I completely deleted all of the .exe, .dll, and all other files found to be unnecessary, though of course saved backup copies of them to flash drive, and to read-only CD for more permanent storage. Also saved the entire directory structure in GUI form (vs. disk-image form) before beginning. So it's easy to put things back if needed. I also don't usually unregister them, so if replaced, they work immediately, perhaps after a reboot.
.NET Framework

Which I refused when MS Update first offered it, and deleted when a more recent machine came with it pre-loaded, and have never missed having it. Only some scamware or bloatware seems to need it; it's hugely bulky, prone to vulnerabilities as are most MS products, so basically, the less stuff from MS, the better I feel. IMHO. YMMV.
I removed the indexing function since I hardly search for files.

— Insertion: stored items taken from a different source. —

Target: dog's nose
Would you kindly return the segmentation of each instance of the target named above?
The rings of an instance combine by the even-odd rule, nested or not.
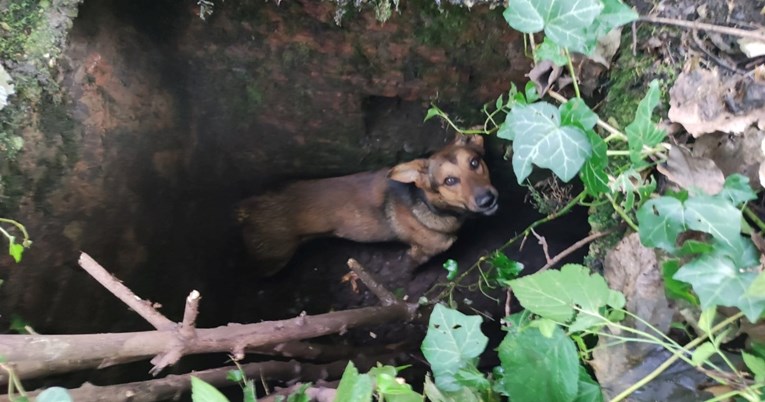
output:
[[[476,197],[475,203],[481,209],[489,209],[497,203],[497,195],[492,191],[487,191]]]

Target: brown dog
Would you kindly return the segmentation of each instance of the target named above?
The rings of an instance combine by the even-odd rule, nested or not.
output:
[[[239,206],[244,242],[263,276],[282,269],[303,240],[397,240],[422,264],[448,249],[473,213],[497,210],[483,137],[462,136],[427,159],[391,169],[299,181]]]

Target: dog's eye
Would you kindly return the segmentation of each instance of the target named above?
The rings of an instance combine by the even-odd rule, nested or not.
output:
[[[453,186],[453,185],[455,185],[455,184],[457,184],[459,182],[460,182],[460,179],[458,179],[458,178],[456,178],[454,176],[449,176],[449,177],[444,179],[444,184],[447,185],[447,186]]]
[[[481,166],[481,160],[478,158],[473,158],[470,160],[470,168],[471,169],[478,169],[478,166]]]

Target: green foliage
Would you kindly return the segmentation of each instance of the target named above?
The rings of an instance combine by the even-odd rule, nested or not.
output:
[[[658,197],[646,202],[637,217],[644,245],[680,256],[697,255],[677,269],[673,279],[690,284],[702,308],[738,307],[754,322],[765,311],[762,293],[749,290],[758,277],[750,268],[759,265],[759,255],[751,240],[741,235],[742,215],[737,208],[753,197],[748,179],[735,174],[717,195],[683,195],[683,200]],[[712,240],[678,245],[680,234],[688,231],[707,233]],[[688,299],[676,283],[670,282],[668,289]]]
[[[603,324],[601,311],[624,307],[624,295],[611,290],[600,275],[567,264],[560,271],[545,271],[510,282],[524,308],[540,317],[571,323],[570,331]]]
[[[566,104],[560,108],[547,103],[517,105],[507,114],[508,131],[500,138],[513,141],[513,170],[521,184],[531,174],[531,165],[552,170],[567,182],[579,172],[592,146],[579,125],[571,124],[575,118]],[[561,121],[561,115],[567,121]],[[504,135],[504,136],[503,136]]]
[[[371,401],[372,378],[368,374],[359,374],[359,370],[348,362],[337,386],[338,401]]]
[[[437,304],[422,341],[422,354],[430,363],[438,388],[459,391],[464,384],[458,373],[475,367],[488,341],[481,333],[481,317],[467,316]]]
[[[446,272],[448,272],[446,274],[446,279],[453,281],[457,277],[457,274],[459,273],[459,267],[457,266],[457,261],[454,261],[453,259],[450,258],[444,261],[443,267],[446,270]]]
[[[629,144],[630,161],[636,168],[642,168],[648,165],[643,159],[645,149],[652,149],[659,145],[667,134],[656,127],[651,120],[653,109],[659,104],[659,82],[651,81],[648,85],[648,93],[638,104],[635,112],[635,120],[632,121],[624,131],[627,133]]]
[[[40,392],[35,398],[36,402],[72,402],[72,396],[66,388],[50,387]]]
[[[510,286],[510,281],[517,278],[523,271],[523,264],[511,260],[501,250],[496,250],[489,256],[489,263],[494,268],[493,279],[502,287]]]
[[[637,13],[618,0],[511,0],[503,15],[518,31],[544,31],[550,40],[547,49],[557,46],[586,54],[594,50],[599,37],[637,19]],[[553,50],[545,53],[556,54]]]
[[[513,401],[573,401],[579,385],[574,342],[556,327],[551,337],[533,327],[508,332],[500,343],[504,394]]]
[[[228,402],[228,398],[212,385],[191,377],[191,400],[194,402]]]

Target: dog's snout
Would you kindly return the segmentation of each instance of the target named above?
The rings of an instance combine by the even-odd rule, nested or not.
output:
[[[497,204],[497,194],[494,191],[487,190],[475,198],[475,203],[481,209],[490,209]]]

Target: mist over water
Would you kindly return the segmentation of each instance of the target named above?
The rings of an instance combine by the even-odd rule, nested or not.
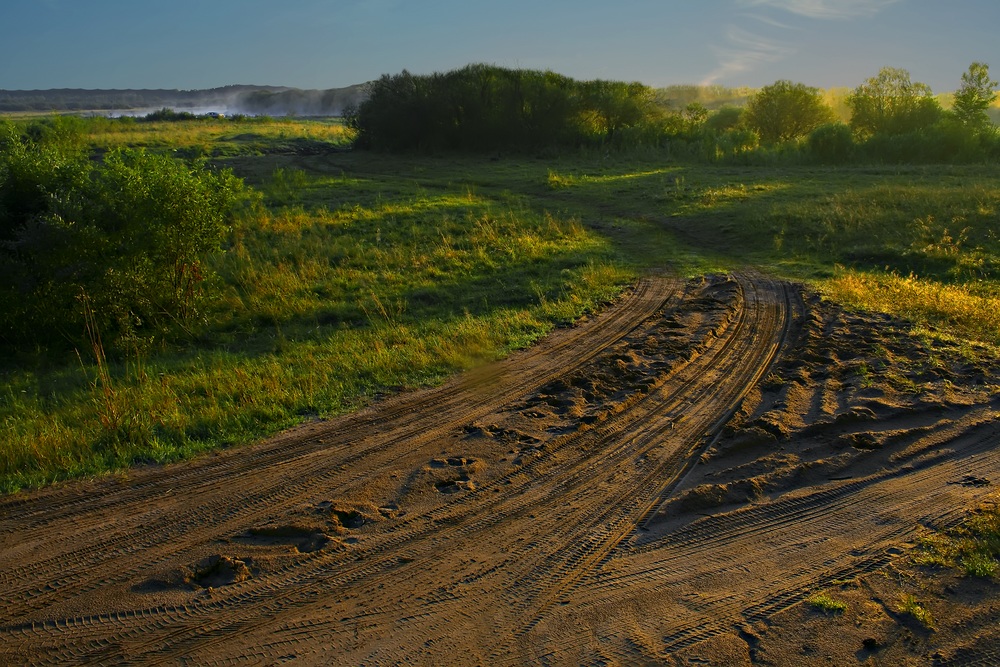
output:
[[[362,85],[329,90],[227,86],[211,90],[0,90],[0,111],[75,111],[142,117],[162,109],[195,116],[342,116],[364,100]]]

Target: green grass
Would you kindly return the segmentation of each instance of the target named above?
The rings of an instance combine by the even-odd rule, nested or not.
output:
[[[131,118],[93,118],[88,142],[99,149],[142,147],[180,157],[223,158],[276,152],[318,152],[350,144],[352,133],[339,119],[199,119],[139,122]]]
[[[817,593],[806,599],[806,603],[813,609],[817,609],[824,614],[843,614],[847,611],[847,603],[837,600],[826,593]]]
[[[853,307],[1000,344],[1000,168],[653,167],[550,167],[541,198],[601,221],[642,264],[756,265]],[[663,235],[672,249],[651,252]]]
[[[916,597],[904,593],[899,598],[896,611],[919,623],[925,630],[934,630],[934,617],[927,607],[920,604]]]
[[[20,351],[0,490],[166,462],[531,344],[646,270],[759,266],[995,355],[1000,167],[688,165],[654,152],[337,152],[305,120],[96,122],[98,149],[209,156],[262,193],[190,339],[101,369]],[[323,148],[313,151],[314,148]]]
[[[218,298],[193,339],[6,370],[0,488],[175,461],[435,384],[635,277],[606,238],[522,198],[295,159],[249,158],[267,206],[214,258]]]
[[[968,576],[992,578],[1000,568],[1000,508],[970,513],[957,526],[935,532],[917,545],[918,565],[957,568]]]

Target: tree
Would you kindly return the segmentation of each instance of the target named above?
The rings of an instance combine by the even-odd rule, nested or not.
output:
[[[764,143],[777,143],[805,136],[829,123],[833,110],[816,88],[782,80],[751,97],[744,117]]]
[[[928,85],[910,81],[905,69],[883,67],[847,97],[851,129],[862,138],[897,135],[933,125],[941,105]]]
[[[586,81],[580,84],[588,124],[606,142],[621,129],[638,125],[654,110],[653,91],[641,83]]]
[[[990,66],[972,63],[962,74],[962,87],[955,93],[955,116],[964,125],[980,129],[989,123],[986,110],[997,98],[997,82],[990,79]]]

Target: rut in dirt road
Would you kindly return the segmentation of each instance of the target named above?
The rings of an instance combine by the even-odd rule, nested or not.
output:
[[[5,499],[0,658],[584,664],[732,633],[884,563],[909,517],[947,519],[927,498],[956,493],[941,480],[957,468],[928,456],[670,523],[678,489],[808,326],[801,291],[760,275],[647,279],[442,387]],[[957,442],[988,467],[990,429],[982,408],[913,446]],[[870,547],[831,542],[869,531],[858,508],[880,498]]]

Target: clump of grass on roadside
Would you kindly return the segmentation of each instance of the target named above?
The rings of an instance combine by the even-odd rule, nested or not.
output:
[[[1000,570],[1000,507],[984,506],[954,528],[918,544],[918,565],[957,568],[967,576],[991,578]]]
[[[919,623],[925,630],[934,630],[934,617],[927,607],[920,604],[916,597],[904,593],[899,598],[896,611],[903,616],[908,616]]]
[[[837,600],[826,593],[817,593],[806,599],[806,602],[813,609],[817,609],[824,614],[842,614],[847,611],[847,603]]]
[[[853,270],[839,271],[821,285],[831,298],[851,306],[1000,344],[1000,296],[987,285]]]

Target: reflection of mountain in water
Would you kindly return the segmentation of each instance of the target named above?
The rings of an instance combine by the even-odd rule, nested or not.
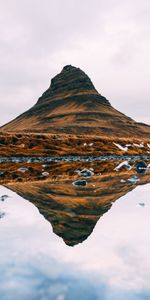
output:
[[[101,171],[100,163],[94,164],[92,165],[94,171],[96,168],[97,171]],[[64,172],[65,163],[64,173],[62,172],[55,181],[49,177],[45,181],[10,182],[5,186],[32,202],[51,223],[54,233],[62,237],[67,245],[74,246],[88,238],[97,221],[111,208],[113,202],[137,185],[150,182],[149,172],[144,175],[138,174],[139,181],[133,182],[128,179],[137,175],[135,169],[106,173],[104,164],[102,167],[104,172],[102,174],[95,172],[94,176],[86,179],[86,186],[72,184],[77,177],[74,178],[67,173],[67,164],[66,173]],[[69,170],[70,168],[71,165]]]

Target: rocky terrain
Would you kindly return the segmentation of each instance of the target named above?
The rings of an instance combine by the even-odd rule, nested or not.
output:
[[[135,146],[141,143],[144,147]],[[71,65],[51,80],[31,109],[0,128],[1,156],[148,154],[149,145],[150,126],[113,108]]]

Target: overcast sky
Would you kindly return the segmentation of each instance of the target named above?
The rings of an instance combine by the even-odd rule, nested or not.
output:
[[[150,1],[0,0],[0,125],[35,104],[66,64],[150,124]]]
[[[32,203],[1,186],[0,299],[150,299],[149,194],[150,184],[136,187],[68,247]],[[59,290],[67,296],[54,297]]]

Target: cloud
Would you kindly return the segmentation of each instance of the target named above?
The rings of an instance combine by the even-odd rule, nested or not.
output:
[[[0,299],[149,299],[149,191],[137,187],[114,203],[88,240],[70,248],[33,204],[1,186],[9,197],[0,203]]]
[[[150,121],[149,8],[147,0],[2,1],[1,124],[30,108],[66,64],[117,109]]]

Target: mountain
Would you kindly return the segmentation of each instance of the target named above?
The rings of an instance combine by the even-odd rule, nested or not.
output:
[[[46,179],[41,176],[42,166],[39,163],[32,168],[29,164],[24,165],[27,169],[24,173],[17,171],[16,165],[12,164],[9,174],[6,168],[5,183],[2,184],[35,205],[52,225],[53,232],[68,246],[74,246],[90,236],[96,223],[116,200],[138,185],[150,182],[150,171],[139,174],[135,163],[131,163],[130,170],[124,164],[117,171],[120,161],[114,160],[50,164],[45,165],[49,173]],[[90,178],[81,177],[76,172],[77,169],[85,170],[85,166],[92,167],[94,171]],[[133,178],[138,180],[132,181]],[[74,180],[81,179],[86,179],[86,186],[72,184]]]
[[[79,68],[67,65],[28,111],[1,131],[105,136],[145,136],[150,126],[113,108]]]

I search for files, but not by keyword, which is where indexing is useful. Searching by file name, type, date, size, etc. doesn't require indexing. And you're right, Indexing Service is a resource-hog. IMHO. YMMV.
I have the daily defragmenter

Probably overkill. Also, when making full-disk-image backups, one can add incremental backups that are much smaller and faster than the first full backup. Defragging puts things in different places on the drive, so an incremental backup has to record all of that, making it almost as large as a full backup.
I defrag only before making a new full backup. If you keep your computer free of junk, both system-created and user-created, defragging doesn't have to be quite so often. I wrote a batch script that cleans a lot of useless log files, etc. that are missed by CCleaner. If your garage isn't jammed with stuff, you don't have to rearrange it so often, laugh. IMHO. YMMV.
plus I defragment the registry monthly.

Also probably overkill, unless you're installing and removing programs at a prodigious rate. Have you ever looked at the size difference before and after? The first time, yes, but afterward, by keeping a clean machine, the difference is maybe 1 MB or less of total space allocated to Registry. Not enough to make any significant performance difference, so maybe a few times a year. Everything is my humble opinion only, and everyone's opinion may differ.
I have had this laptop for about 3 years and took full advantage of upgrading to Windows 7 when the internal hard drive failed

Which means you presumably had Vista before. Given all the bad press about Vista, and the fairly good buzz on 7, that seems like the smart thing to do.

When XP retail sales were to be discontinued, I bought a machine OEM-preloaded with Vista, but with XP "upgrade rights". (MS calls them "downgrade rights".) Which I immediately used. So I have a working copy of XP in use, and if/when it becomes impractical, can go back to Vista, or use that to get the less-expensive upgrade vs. XP to 7 or 8 or whatever.